BronchitisBronchitis is an inflammatory condition in which the mucus membranes in the lungs or bronchial passages become irritated. As the membrane swells it narrows the airways in the lungs causing you to cough, sometimes accompanied by phlegm and or a feeling of breathlessness. Bronchitis can be acute, lasting only a week or more, or chronic, lasting 3 months or more.
Bronchitis is an inflammation of the bronchioles, which are tubes in the lungs that carry air. Bronchitis involves a persistent cough that often produces thick and discolored mucus. Factors that increase a person’s risk for bronchitis include smoking, gastric reflux, repeated exposure to lung irritants and a weakened immune system.

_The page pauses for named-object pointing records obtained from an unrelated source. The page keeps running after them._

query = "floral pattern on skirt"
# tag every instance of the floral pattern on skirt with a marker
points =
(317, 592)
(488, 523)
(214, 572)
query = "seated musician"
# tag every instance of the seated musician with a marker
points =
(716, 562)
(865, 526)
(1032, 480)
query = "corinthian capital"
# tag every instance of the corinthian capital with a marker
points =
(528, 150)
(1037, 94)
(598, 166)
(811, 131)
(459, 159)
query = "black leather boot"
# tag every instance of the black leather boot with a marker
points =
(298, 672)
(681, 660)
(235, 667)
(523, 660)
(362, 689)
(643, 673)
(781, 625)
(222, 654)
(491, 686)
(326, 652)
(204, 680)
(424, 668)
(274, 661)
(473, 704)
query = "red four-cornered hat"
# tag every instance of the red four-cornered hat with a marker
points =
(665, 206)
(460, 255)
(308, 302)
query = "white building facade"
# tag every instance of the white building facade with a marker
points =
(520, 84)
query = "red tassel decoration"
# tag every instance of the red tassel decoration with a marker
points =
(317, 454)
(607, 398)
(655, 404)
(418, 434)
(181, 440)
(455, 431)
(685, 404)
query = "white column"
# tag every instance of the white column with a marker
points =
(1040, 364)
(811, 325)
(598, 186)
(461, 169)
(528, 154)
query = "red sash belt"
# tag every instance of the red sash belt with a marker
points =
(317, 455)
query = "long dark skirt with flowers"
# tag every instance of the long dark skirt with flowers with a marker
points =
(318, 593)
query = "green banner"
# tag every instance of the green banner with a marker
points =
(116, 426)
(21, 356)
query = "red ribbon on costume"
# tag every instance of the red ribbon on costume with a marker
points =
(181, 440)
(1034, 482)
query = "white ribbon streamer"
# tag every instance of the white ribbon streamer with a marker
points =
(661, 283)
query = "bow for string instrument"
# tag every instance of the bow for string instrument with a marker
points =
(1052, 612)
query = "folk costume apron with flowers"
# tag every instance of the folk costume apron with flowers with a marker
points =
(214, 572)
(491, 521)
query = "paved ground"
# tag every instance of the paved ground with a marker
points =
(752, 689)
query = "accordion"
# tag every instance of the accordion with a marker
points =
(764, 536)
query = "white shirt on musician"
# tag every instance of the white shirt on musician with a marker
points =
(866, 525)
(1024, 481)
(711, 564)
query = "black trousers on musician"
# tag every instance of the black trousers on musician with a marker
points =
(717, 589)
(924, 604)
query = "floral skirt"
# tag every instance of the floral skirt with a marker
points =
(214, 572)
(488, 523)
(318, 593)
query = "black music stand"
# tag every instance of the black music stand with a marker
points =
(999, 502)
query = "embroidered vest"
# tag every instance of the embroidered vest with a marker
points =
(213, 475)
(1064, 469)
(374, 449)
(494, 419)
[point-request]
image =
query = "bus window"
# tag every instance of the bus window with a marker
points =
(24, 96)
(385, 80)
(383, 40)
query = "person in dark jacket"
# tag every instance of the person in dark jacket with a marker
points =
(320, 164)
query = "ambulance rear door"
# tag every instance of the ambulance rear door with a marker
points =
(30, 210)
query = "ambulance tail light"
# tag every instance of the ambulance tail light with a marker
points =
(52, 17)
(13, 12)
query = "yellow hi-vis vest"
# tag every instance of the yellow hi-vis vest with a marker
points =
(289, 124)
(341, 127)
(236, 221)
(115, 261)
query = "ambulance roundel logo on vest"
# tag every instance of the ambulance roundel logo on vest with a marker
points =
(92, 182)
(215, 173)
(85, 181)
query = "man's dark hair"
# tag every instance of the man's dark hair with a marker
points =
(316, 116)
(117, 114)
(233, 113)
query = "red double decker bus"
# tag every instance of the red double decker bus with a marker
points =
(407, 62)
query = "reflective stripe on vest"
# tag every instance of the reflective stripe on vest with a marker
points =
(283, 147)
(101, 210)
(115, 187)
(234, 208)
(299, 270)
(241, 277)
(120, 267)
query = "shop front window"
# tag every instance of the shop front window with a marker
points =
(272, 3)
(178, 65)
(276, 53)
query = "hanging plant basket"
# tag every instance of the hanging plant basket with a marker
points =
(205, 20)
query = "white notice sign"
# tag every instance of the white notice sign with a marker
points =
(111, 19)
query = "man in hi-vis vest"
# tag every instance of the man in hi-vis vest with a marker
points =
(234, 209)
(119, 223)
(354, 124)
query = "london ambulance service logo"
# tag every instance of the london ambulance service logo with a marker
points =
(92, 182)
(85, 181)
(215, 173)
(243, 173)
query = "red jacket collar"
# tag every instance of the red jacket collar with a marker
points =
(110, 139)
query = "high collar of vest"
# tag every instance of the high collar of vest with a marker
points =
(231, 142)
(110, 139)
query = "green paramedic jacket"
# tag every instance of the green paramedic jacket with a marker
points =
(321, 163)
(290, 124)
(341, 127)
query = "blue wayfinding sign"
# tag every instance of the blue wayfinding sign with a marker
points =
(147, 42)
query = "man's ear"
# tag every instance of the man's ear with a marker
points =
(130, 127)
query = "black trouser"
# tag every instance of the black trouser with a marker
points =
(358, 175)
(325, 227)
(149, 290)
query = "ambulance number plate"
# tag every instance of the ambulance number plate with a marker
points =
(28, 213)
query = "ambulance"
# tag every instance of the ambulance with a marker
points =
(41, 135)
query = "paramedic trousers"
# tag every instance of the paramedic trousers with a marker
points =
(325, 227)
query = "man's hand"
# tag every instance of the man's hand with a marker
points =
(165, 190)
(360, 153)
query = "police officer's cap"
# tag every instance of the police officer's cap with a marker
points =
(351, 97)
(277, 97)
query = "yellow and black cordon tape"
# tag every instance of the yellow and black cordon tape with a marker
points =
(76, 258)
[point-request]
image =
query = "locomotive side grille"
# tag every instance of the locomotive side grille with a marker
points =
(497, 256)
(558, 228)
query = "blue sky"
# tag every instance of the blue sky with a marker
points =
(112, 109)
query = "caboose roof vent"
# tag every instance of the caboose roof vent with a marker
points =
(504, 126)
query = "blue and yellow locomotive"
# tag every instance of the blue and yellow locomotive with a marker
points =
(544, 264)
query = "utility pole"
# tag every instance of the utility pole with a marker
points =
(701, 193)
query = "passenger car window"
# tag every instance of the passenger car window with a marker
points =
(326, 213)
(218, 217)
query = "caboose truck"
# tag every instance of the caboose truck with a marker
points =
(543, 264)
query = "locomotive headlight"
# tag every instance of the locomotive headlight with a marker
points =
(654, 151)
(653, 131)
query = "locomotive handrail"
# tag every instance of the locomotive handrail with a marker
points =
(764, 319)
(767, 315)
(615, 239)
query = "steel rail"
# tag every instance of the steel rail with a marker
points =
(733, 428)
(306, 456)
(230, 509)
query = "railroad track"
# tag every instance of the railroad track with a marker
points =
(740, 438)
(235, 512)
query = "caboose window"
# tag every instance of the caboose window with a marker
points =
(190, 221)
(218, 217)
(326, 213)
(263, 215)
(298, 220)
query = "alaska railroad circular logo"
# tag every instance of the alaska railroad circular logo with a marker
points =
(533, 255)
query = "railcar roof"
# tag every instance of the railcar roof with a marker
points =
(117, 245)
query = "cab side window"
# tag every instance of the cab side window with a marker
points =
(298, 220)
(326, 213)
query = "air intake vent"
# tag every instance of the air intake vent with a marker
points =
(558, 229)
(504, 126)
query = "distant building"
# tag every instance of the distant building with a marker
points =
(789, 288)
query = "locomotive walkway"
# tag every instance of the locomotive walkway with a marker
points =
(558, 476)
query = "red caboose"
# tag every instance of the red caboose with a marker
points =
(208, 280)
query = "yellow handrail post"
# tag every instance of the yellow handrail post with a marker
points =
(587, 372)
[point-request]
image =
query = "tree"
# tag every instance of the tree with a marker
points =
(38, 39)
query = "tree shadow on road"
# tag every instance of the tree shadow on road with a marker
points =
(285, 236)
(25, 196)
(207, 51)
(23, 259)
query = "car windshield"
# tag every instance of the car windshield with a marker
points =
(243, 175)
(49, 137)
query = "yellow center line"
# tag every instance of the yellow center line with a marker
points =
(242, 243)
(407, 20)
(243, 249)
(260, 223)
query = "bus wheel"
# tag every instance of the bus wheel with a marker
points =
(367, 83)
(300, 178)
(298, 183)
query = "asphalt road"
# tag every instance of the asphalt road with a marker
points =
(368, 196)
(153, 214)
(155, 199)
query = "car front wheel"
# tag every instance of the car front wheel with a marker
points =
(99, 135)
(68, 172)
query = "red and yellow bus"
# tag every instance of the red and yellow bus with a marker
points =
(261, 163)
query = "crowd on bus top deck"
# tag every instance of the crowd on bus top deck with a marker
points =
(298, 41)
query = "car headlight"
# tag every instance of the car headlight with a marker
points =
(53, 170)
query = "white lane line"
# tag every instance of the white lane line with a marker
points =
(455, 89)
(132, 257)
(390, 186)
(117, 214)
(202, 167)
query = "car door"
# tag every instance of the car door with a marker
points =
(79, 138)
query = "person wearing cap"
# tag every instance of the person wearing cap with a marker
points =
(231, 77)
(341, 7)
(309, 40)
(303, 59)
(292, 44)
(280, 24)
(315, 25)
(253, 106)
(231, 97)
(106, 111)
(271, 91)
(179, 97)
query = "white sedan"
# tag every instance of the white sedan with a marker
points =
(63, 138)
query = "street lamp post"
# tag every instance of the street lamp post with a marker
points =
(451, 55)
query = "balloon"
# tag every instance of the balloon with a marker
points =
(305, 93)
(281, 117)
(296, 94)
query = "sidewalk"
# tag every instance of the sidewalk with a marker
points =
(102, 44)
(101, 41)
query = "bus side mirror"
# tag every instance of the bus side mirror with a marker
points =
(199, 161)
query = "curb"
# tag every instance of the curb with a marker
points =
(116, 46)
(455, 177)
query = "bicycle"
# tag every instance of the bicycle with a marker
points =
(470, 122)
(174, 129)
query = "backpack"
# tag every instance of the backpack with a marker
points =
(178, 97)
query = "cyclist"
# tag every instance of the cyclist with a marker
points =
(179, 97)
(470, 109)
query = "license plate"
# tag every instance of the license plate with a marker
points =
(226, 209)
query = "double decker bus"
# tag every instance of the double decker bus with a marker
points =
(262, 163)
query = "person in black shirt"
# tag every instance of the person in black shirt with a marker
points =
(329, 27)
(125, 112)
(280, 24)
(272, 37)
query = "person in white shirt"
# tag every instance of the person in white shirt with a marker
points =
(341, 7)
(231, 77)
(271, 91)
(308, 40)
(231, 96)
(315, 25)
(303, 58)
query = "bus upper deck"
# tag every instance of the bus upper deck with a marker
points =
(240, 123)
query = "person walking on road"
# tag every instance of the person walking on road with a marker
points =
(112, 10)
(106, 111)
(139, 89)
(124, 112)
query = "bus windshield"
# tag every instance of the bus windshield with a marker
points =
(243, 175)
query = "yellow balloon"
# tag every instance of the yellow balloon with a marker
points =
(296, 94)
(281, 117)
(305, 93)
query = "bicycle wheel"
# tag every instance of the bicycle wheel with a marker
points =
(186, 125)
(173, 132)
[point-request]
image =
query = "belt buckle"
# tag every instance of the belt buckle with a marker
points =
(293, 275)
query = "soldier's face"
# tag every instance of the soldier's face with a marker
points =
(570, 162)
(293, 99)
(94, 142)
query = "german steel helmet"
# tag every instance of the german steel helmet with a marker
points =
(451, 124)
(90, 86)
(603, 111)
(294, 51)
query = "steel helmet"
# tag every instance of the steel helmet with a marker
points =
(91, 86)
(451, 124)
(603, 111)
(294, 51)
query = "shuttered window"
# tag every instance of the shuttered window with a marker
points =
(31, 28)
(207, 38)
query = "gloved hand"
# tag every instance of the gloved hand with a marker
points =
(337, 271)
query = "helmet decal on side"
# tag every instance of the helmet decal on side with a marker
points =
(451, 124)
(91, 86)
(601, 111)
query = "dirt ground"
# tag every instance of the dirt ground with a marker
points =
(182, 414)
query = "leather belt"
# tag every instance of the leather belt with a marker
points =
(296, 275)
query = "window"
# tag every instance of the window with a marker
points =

There are two types of bronchitis, acute and chronic. Acute bronchitis is more common and frequently comes from a cold or a viral respiratory infection. This condition usually improves within just a few days. Chronic bronchitis is more serious and is characterized by a constant inflammation of the lining of the bronchial tubes, and is often caused by smoking. Chronic bronchitis lasts two to three months each year for two years or more.
While acute bronchitis is typically caused by a virus, chronic bronchitis is often a result of smoking or pollution. Additional risk factors for bronchitis include a weakened immune system, extended exposure to lung irritants and repeated episodes of gastric reflux.